With a couple of my former graduate students, Anna Bettis and Gabrielle Blanchette, we have just published a case study on governance and management along the Verde River, through a collaboration of stakeholders known as the Verde Front. Published in the Journal of Environmental Planning and Management, the manuscript is entitled Enabling Regional Collaborative Governance for Sustainable Recreation on Public Lands: The Verde Front and will be accessible online here shortly.

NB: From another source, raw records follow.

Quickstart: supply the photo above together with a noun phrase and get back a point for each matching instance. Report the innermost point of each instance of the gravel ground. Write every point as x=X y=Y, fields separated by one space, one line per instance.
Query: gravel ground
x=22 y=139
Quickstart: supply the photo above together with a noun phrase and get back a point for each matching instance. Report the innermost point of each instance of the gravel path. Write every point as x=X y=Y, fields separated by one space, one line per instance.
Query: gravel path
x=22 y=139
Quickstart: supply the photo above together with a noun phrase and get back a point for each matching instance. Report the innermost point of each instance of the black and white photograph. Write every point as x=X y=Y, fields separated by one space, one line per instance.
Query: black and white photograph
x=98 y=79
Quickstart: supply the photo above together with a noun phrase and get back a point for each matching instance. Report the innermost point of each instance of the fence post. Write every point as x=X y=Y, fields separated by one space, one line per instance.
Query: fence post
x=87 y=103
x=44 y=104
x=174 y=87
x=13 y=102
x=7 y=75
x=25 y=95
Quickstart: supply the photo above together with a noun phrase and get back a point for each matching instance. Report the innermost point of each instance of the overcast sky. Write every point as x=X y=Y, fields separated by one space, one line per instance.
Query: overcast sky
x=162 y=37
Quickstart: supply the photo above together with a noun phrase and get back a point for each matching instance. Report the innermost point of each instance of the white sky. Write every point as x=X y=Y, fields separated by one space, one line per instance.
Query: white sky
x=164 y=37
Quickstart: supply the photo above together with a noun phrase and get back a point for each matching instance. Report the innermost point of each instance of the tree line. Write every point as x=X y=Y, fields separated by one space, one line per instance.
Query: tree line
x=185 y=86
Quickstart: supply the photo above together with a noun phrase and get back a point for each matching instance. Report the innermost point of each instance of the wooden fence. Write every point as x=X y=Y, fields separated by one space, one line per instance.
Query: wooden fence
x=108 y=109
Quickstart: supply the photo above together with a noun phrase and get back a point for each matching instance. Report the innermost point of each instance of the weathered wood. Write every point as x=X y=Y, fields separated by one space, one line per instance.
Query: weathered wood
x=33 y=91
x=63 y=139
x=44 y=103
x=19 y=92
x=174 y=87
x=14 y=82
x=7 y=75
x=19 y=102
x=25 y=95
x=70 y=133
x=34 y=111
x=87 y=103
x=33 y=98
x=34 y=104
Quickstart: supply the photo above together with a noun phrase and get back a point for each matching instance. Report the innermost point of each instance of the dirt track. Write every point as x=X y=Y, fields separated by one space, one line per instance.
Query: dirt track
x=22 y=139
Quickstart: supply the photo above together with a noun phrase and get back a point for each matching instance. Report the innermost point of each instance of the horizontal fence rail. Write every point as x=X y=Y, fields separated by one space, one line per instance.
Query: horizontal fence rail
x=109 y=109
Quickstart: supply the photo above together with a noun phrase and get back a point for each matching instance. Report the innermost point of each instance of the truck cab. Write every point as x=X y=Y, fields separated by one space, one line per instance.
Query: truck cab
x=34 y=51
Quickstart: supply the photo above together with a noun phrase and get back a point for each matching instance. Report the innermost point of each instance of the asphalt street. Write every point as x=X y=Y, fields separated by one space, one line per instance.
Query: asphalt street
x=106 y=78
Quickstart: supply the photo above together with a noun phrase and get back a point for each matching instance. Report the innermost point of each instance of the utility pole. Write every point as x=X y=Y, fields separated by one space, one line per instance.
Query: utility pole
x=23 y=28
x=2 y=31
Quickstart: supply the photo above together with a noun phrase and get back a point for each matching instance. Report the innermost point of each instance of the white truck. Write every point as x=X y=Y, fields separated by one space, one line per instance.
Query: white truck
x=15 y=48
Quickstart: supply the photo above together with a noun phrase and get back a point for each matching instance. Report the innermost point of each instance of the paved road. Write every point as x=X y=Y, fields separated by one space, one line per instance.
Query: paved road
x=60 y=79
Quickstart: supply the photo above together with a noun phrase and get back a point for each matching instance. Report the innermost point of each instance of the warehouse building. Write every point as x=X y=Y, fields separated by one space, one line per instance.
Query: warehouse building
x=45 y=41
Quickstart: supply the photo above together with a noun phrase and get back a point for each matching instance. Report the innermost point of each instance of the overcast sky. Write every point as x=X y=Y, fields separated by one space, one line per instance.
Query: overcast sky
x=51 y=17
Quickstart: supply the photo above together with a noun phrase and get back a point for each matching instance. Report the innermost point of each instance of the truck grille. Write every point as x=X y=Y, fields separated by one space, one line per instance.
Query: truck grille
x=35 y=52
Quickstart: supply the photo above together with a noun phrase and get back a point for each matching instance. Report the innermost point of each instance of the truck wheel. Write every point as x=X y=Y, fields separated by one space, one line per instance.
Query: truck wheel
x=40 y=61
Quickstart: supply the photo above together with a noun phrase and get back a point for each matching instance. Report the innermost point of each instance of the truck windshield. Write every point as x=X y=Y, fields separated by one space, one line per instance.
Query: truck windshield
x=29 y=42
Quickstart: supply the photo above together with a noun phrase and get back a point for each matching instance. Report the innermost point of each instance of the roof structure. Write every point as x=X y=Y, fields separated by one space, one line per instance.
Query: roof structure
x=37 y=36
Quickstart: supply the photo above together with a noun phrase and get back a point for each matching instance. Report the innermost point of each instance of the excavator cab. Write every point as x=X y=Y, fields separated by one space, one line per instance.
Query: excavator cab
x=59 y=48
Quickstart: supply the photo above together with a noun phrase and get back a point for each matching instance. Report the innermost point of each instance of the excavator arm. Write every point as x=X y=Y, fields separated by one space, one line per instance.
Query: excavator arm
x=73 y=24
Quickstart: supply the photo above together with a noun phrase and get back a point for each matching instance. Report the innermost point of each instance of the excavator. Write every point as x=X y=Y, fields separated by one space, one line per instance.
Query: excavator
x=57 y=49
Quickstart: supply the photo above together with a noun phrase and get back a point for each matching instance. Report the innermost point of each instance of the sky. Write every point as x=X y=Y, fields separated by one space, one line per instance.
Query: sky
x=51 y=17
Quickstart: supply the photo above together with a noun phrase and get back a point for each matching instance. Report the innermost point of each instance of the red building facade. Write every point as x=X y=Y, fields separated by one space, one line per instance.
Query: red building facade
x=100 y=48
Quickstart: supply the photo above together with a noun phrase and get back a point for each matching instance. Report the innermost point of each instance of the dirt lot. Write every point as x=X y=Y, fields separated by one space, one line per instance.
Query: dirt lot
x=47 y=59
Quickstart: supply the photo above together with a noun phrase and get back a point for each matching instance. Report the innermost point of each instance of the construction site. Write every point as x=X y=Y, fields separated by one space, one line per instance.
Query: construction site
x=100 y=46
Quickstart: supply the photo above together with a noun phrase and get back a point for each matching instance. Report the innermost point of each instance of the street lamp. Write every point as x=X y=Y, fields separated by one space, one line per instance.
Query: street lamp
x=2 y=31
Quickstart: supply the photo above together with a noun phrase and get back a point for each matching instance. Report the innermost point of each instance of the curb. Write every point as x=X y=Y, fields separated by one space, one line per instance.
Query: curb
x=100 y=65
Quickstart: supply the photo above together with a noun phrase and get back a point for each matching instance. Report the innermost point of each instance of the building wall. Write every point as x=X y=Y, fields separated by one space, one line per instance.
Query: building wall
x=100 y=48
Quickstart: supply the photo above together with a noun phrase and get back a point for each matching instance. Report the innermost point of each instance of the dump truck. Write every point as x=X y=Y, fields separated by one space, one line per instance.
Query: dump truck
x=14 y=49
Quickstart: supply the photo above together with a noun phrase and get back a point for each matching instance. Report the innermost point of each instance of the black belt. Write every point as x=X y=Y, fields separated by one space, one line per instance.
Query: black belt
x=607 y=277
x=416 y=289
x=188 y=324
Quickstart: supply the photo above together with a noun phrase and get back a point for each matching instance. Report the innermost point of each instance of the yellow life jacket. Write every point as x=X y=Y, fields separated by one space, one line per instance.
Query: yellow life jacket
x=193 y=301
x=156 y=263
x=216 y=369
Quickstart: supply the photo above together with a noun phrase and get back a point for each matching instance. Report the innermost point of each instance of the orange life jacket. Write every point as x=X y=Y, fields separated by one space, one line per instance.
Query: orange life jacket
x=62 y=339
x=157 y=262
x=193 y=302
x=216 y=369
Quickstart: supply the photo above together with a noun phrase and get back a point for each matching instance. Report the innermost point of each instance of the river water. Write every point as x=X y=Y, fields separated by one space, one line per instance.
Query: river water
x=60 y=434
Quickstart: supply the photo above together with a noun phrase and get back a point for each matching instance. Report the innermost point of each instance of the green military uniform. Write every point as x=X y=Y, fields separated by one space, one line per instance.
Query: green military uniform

Here’s a map of the Verde River of Central Arizona:
This project has taken a long time. As many of you know, publishing case studies is often difficult, as the reviewers often question the generalizability of the study and want to know what’s the big deal. Here, our focus was on how commonly studied factors for successful collaborations from past studies at local levels scale up to the regional level. The Verde Front is a collection of groups and projects along the Verde River that partner together to better accomplish their collective goals at a regional level. Among the differences between this regional study and past local studies was the interesting hierarchical structure that the group developed. Of course, hierarchy is a common approach to increasing scale and complexity and the group needed a facilitative leadership approach that built trust and legitimacy through power brokers within the sub-groups that was encouraged by their experienced facilitators. The facilitators also spent much of their time on holding dispersed stakeholders accountable. Through the hierarchical structure, the high levels of accountability, the effort to build social capital and trust, and the expert facilitation, the collective was able to think regionally, beyond the scale of each of their individual projects.